Kadim Yunan’da Zeus isminde birisi yaşamıştır. Belki bu kimse, Hakk’ın makbul ve muteber kullarından bir zattır. Bizdeki ehlullah gibi kendisinden harikulâde şeyler zuhur etmiş ve insanlar da onu Rabbânî, yani Cenab-ı Hakk’ın (celle celâluhu) gördürmesiyle gören, işittirmesiyle işiten, konuşturmasıyla konuşan bir insan görmüştür. Derken meseleler değişikliklere uğraya uğraya doğrudan doğruya Zeus, milletin efkârında Mâbud-u Mutlak yerine taht kuruvermiş ve ilâhlar ilâhı olmuştur. Afrodit de böyledir. Hıristiyanlık nazarında Hazreti Mesih (aleyhisselâm) nasıl ilâh olduysa, dehrin hâdiseleri yonta yonta nasıl onu o şekle irca ettiyse o da böyle olmuştur.
Mesela, Buda’nın nasıl zuhur ettiğini, nelerle geldiğini bilemiyoruz. Belki o, kendi döneminde Hindistan’da tenâsühün devr-i daimine karşı beşerin sadrına şifa getirecek nirvana ile gelmişti. Dinler tarihçisi, onun bir hiçlik, sükûn, yok olma, yokluğa rıza ve huzura erme olduğunu söylemektedir. Kim bilir belki de bunun aslı إِنَّا لِلهِ وَإِنَّا إِلَيْهِ رَاجِعُونَ “Bizler (ruh olarak), Allah’tan geldik ve sonuçta da yine Allah’a döneceğiz.” (Bakara sûresi, 2/156) hakikatiydi. İhtimal, bazılarının elinde değişerek bu hâle geldi. Bu açıdan Buda’nın dininin arkasında da biraz maddecilik sezilir. Ona göre termodinamik kıyamet kopacak, atom parçaları muallakta kalacak, maddîlik her şeyini kaybedecektir. Ancak insan, nihayet maddeciliğe gidip incirar edince nasıl huzura kavuşmakta ve sükûna ermektedir ki? Tenâsühten bunun neresi daha iyidir?! Tenâsüh inancına göre insan dünyaya bir kere fare, bir kere maymun, bir kere de insan olarak gelir, yaşar ve bu böyle devam eder. Hâlbuki Buda bu tür iddialara girmemişti…

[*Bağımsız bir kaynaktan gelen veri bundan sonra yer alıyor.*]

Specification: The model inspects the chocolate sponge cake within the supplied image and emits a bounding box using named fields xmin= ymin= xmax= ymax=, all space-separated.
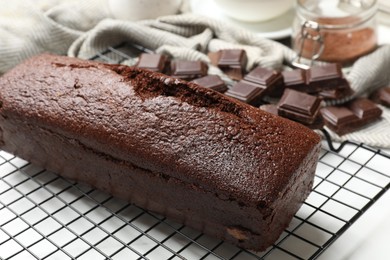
xmin=0 ymin=54 xmax=320 ymax=251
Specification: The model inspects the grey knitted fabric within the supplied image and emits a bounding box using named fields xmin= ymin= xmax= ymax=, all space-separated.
xmin=0 ymin=0 xmax=390 ymax=148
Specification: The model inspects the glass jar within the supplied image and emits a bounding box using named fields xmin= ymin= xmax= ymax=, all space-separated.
xmin=292 ymin=0 xmax=377 ymax=67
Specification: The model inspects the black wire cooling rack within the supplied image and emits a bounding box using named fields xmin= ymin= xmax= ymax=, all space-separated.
xmin=0 ymin=45 xmax=390 ymax=260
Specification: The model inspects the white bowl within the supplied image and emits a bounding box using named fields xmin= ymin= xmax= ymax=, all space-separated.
xmin=214 ymin=0 xmax=294 ymax=22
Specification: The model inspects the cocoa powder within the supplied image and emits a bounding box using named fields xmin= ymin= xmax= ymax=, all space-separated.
xmin=298 ymin=28 xmax=377 ymax=64
xmin=294 ymin=13 xmax=377 ymax=64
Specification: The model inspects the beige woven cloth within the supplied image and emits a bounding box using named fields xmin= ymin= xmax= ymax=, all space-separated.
xmin=0 ymin=0 xmax=390 ymax=148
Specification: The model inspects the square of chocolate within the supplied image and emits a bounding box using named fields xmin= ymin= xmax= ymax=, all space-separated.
xmin=306 ymin=63 xmax=345 ymax=92
xmin=321 ymin=106 xmax=359 ymax=136
xmin=278 ymin=89 xmax=322 ymax=124
xmin=282 ymin=69 xmax=307 ymax=92
xmin=321 ymin=98 xmax=382 ymax=135
xmin=216 ymin=49 xmax=248 ymax=80
xmin=259 ymin=104 xmax=278 ymax=115
xmin=135 ymin=53 xmax=168 ymax=72
xmin=225 ymin=80 xmax=263 ymax=106
xmin=218 ymin=49 xmax=247 ymax=68
xmin=347 ymin=98 xmax=382 ymax=119
xmin=171 ymin=60 xmax=208 ymax=80
xmin=192 ymin=75 xmax=227 ymax=93
xmin=244 ymin=66 xmax=284 ymax=96
xmin=370 ymin=87 xmax=390 ymax=107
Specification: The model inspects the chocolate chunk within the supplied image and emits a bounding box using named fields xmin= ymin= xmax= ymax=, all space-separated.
xmin=282 ymin=69 xmax=308 ymax=92
xmin=259 ymin=104 xmax=278 ymax=115
xmin=370 ymin=87 xmax=390 ymax=107
xmin=315 ymin=84 xmax=354 ymax=100
xmin=347 ymin=98 xmax=382 ymax=119
xmin=244 ymin=66 xmax=284 ymax=96
xmin=306 ymin=63 xmax=346 ymax=93
xmin=225 ymin=81 xmax=263 ymax=106
xmin=135 ymin=53 xmax=168 ymax=73
xmin=218 ymin=49 xmax=247 ymax=69
xmin=213 ymin=49 xmax=248 ymax=80
xmin=171 ymin=60 xmax=208 ymax=80
xmin=278 ymin=89 xmax=321 ymax=125
xmin=321 ymin=98 xmax=382 ymax=135
xmin=192 ymin=75 xmax=227 ymax=93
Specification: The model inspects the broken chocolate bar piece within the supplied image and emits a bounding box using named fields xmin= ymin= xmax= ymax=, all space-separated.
xmin=305 ymin=63 xmax=348 ymax=93
xmin=259 ymin=104 xmax=278 ymax=115
xmin=282 ymin=69 xmax=308 ymax=92
xmin=316 ymin=84 xmax=354 ymax=100
xmin=321 ymin=98 xmax=382 ymax=136
xmin=370 ymin=87 xmax=390 ymax=107
xmin=244 ymin=66 xmax=284 ymax=96
xmin=192 ymin=75 xmax=227 ymax=93
xmin=208 ymin=49 xmax=248 ymax=80
xmin=135 ymin=53 xmax=169 ymax=73
xmin=171 ymin=60 xmax=208 ymax=80
xmin=218 ymin=49 xmax=247 ymax=68
xmin=225 ymin=80 xmax=264 ymax=106
xmin=347 ymin=98 xmax=382 ymax=119
xmin=278 ymin=89 xmax=321 ymax=125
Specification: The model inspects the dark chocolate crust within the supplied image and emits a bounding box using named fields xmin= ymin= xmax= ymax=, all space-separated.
xmin=0 ymin=54 xmax=320 ymax=250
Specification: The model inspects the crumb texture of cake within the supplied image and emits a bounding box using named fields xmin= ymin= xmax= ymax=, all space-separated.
xmin=0 ymin=54 xmax=320 ymax=251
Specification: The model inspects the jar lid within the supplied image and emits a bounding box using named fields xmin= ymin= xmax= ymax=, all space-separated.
xmin=297 ymin=0 xmax=377 ymax=29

İslâm âleminde de öyle bir dönem gelmiştir ki, türbelere secde eden insanlar olmuştur. Bir insan, Efendimiz’e (sallallâhu aleyhi ve sellem) dahi secde etse kâfir olur. Hâlbuki ülkemizde ve İslâm âleminde bir kısım bâtıl düşünceliler, büyük zatlara secde eder olmuş ve onlar adına hayvanlar boğazlamışlardır. Bunlar olmuş, bu olmuşlara karşı da müfrit bir hareket zuhur etmiş; bunlar da bütün mukaddes ve muhterem yerleri yerle bir etmişlerdir.
Bütün bunlardan anlaşılmaktadır ki, totemcilik ve putperestlik sadece eskiden yaşanmış bir şey değildir; her dönemde sırat-ı müstakimden ayrılan fertler, totemin kucağına düşmüşlerdir. Aslında, Allah’ın (celle celâluhu) azamet ve kibriyası başkalarına verildiği an, Allah’ın yerine başkaları gönüllere taht kuruvermiştir. Evet, Allah’tan yüz çevirerek, “Ey falan veli, benim şu arzumu yerine getir.” diyen şaşkın insan, ne dediğinin farkında değildir. Ancak bir insanın, büyük bir insana dehalet ederek, “Allah’ım, benim Sana kaldıracak liyakatta ellerim yoktur. Onun kalkan ellerinin gölgesi altında arzumu Sana takdim ediyorum.” demesinde de bir mahzur yoktur. Vâkıa, bu da tevazu ve hakkı teslimin, Hak katında bir insanın makbuliyetini kabulün ifadesidir. Bu iki meseleyi birbirine karıştırmamak gerekir.
Evet, İslâm dininde dahi bazen vahdetten kesrete doğru bir gidiş olmuştur. Bu durum, üç asırdan beri de devam etmektedir. Gelecek nesil –inşâallah– bu totemleri siler ve yeniden Mâbud-u Mutlak düşüncesini gönüllere hâkim kılar. Tarihî maddeciliğin bu tarz ifadeleriyle dolu bulunan dinler tarihi, hilâf-i vâki beyanda bulunmakta ve en hafif ifadeyle yalan söylemektedir. Beşerin ilmi geliştikçe, mâbudun tek olması onun için en makul ve en mantıkî mesele olmuştur. Her geçen gün çeşitli ilmî kanun ve kıstaslarla her şeyin “Bir”e gittiği, “Bir”de çözüldüğü, açık bir şekilde daha iyi görülmektedir. Fizik, kimya ve astronominin bayrağının dalgalanacağı en son ufuk, Allah’ın (celle celâluhu) “Bir”lendiği ufuk olacaktır. Keza beşerin en son varacağı ufuk da “Lâ ilâhe illallah” ufku olacaktır.
Her şeyin en doğrusunu Allah (celle celâluhu) bilir.